© JUNGE FREIHEIT Verlag GmbH & Co.  www.jungefreiheit.de  43/12 19. Oktober 2012

Der Flaneur
Müde von der Bahnfahrt
Ellen Kositza

Ich habe sieben Kinder. Sie alle sind erfahrene Bahnreisende. Ich kenne das Prozedere in- und auswendig: Daß die Toiletten gesperrt sind. Daß ohne Reservierung keiner einen Platz freigibt. Daß man sich besser vorsorglich entschuldigt, wenn ein Patschehändchen Halt sucht an einem gebügelten Hosenbein. Daß man prophylaktisch verständnisheischend in die Umgebung lächelt. Und die Kinder wissen, daß ihr Benimm auf Bahnreisen nur um Grade abweichen darf von sonntäglichen Sitten, von Gottesdienst und Konzertbesuch. Ich weiß, daß alle gucken, manche kritisch, andere aufmunternd.

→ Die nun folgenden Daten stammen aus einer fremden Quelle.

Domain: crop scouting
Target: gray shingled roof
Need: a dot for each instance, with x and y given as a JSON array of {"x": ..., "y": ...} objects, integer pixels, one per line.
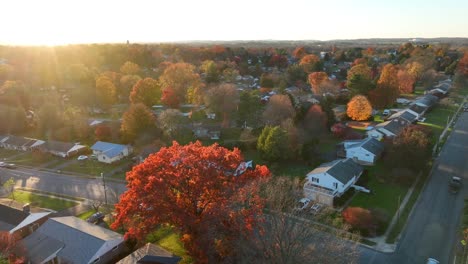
[
  {"x": 343, "y": 170},
  {"x": 82, "y": 240}
]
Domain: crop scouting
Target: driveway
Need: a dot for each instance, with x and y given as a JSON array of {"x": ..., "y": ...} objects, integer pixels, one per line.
[{"x": 431, "y": 230}]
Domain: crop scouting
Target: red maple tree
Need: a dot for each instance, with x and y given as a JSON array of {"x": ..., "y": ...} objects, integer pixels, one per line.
[{"x": 193, "y": 188}]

Allein bin ich selten unterwegs. Manchmal eben doch. Ich sitze allein an einem Vierertisch. Eine Mutter steigt ein, älteres Semester, zwei Kinder, Buggy und Tragegestell. Ihr Ton ist die Bühnenstimme: Klar, daß sie vor Publikum spricht. „Leander, halloo? Ich finde es nicht okay, daß du deine Klamotten auf den Boden wirfst!“

Ich habe meine Zeitungen zusammengerafft und den Tisch freigeräumt. Nicht schlimm, daß der Bio-Joghurt auf dem Papierstapel landet. Hab ich schon gelesen. Klar, ich gebe den Fensterplatz gerne her. Stehe auch viermal wieder auf, wenn Leander zum Gang drängt. Kinder und Bewegungsdrang, verstehe schon. Beine einziehen, weil das Tragegestell einen Platz finden muß? Kein Thema. Das Baby schreit unentwegt, Leander heischt um Aufmerksamkeit und turnt auf meinem Schoß – geht schon, eine Art Vorführeffekt, bestimmt hat die Mutter es sonst im Griff. Bald hockt er wieder am Fenster, ich greife nach der kleckerfreien Restzeitung. Leander geht dazwischen. Freundlich tituliere ich ihn einen Rabauken und verweise ihn auf das Panorama draußen: „Guck mal, die Sonne geht unter! Und der Leander ist auch ganz müde!“

Da erhebt die Mutter ihre Stimme über das Säuglingsgeschrei: „Ihre Genervtheit brauchen Sie nicht scheinheilig zu verbergen! So ist unser Land – kinderfeindlich! Braucht sich keiner zu wundern, daß die Leute keine Kinder mehr kriegen!“ So ist es wohl, so ähnlich jedenfalls, denke ich, müde wie die Sonne da draußen.